Em seguida, Bête Noire puxa o tapete do espectador com um jogo psicológico saborosamente cruel. Maria, uma funcionária correta, começa a desconfiar que sua nova colega é… perigosamente desequilibrada. Mas ninguém acredita nela. O que começa como uma comédia de erros vira uma espiral de gaslighting e pânico, alimentada por pequenas microviolências que vão se acumulando até o colapso. O episódio flerta com o Efeito Mandela e com teorias de multiverso, mas o que realmente perturba é o quanto tudo parece possível no nosso mundo real. O final? Um grito de riso nervoso ou um suspiro de “meu Deus, isso sou eu?” — depende de quem assiste.
Hotel Reverie talvez seja o episódio mais delicado da temporada. Brandy, interpretada por Issa Rae, é uma atriz que aceita participar de um remake inusitado: ela será inserida em uma simulação de um filme noir dos anos 1940, contracenando com uma IA que interpreta a protagonista da história. Sim, a simulação tem suas panes e o episódio traz reflexões relevantes sobre o uso de inteligências artificiais na indústria – especialmente em Hollywood, que recentemente viu esse debate dominar as manchetes durante a Greve dos Atores de 2024. Mais do que uma crítica ao sistema, o episódio se apoia nos sentimentos: na conexão entre humano e máquina, na nostalgia de um cinema que talvez nunca tenha existido de fato, e no afeto construído entre duas presenças que, apesar de programadas, compartilham momentos genuínos. É Black Mirror colocando o coração onde antes só havia aço.

Nem tudo, porém, é sucesso. Brinquedo promete mais do que entrega. Peter Capaldi está magnético como um suspeito de assassinato preso numa sala de interrogatório com design futurista, mas o episódio mal arranha seu próprio potencial. A ideia de um jogo virtual que mistura Stardew Valley e Tamagotchi é interessante, mas não se transforma em narrativa. Quando os créditos sobem, o que fica é a sensação de que a história acabou de começar — e foi cortada no meio.
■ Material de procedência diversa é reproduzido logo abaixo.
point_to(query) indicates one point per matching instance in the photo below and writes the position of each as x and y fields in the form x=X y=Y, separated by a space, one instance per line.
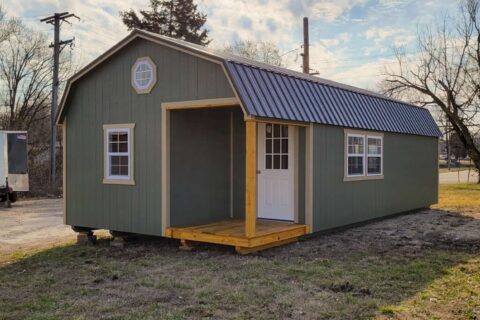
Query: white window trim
x=107 y=178
x=147 y=89
x=353 y=135
x=365 y=175
x=367 y=155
A melancolia sutil e sincera retorna em Eulogy, um dos episódios mais tocantes de toda a série. Paul Giamatti dá vida a um homem solitário que revisita seu passado através de fotos antigas, agora transformadas em experiências imersivas. Não há distopia, nem grandes reviravoltas. Só um homem, suas memórias e o peso de tudo que deixou passar. É Black Mirror de alma limpa, sem armaduras tecnológicas, refletindo sobre o que realmente vale a pena lembrar. E a resposta, quase sempre, está nas coisas mais simples: cartas escritas à mão, fitas cassete, o toque de alguém que já se foi.
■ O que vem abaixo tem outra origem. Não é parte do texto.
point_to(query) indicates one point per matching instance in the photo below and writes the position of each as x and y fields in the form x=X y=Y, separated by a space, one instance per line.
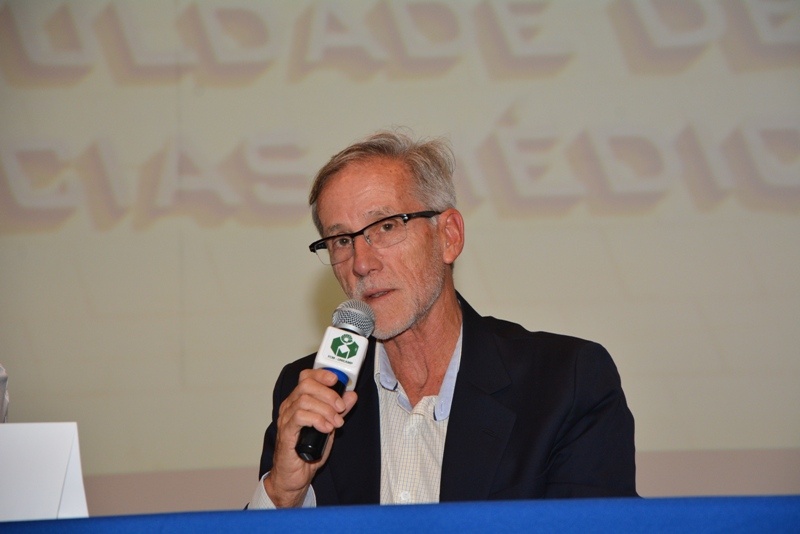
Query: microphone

A temporada fecha com USS Callister: Into Infinity, uma continuação direta do sucesso da quarta temporada. O episódio nos leva de volta ao universo inspirado em Star Trek de forma tão dinâmica que nem sentimos os 90 minutos passarem. É ficção científica no melhor estilo Black Mirror clássico: criativa, sarcástica, emocionante e profundamente humana. Ao revisitar os personagens da história original, a série entrega um encerramento digno e carismático, com direito a tensão, redenção e aquele toque sombrio que marcou os primeiros anos da antologia. É o tipo de episódio que lembra por que tanta gente se apaixonou por ficção científica em primeiro lugar — não só pelas naves espaciais ou pelos dilemas tecnológicos, mas pelas perguntas humanas que ainda ecoam no vazio do universo.
No fim, a sétima temporada de Black Mirror não acerta em todos os tiros, mas acerta onde mais importa. A série, antes tão focada em refletir o pior do nosso futuro, agora mostra que também consegue ser reflexo da nossa fragilidade, dos nossos afetos e daquilo que ainda queremos preservar. O espelho segue rachado — mas talvez seja por essas frestas que entra a luz.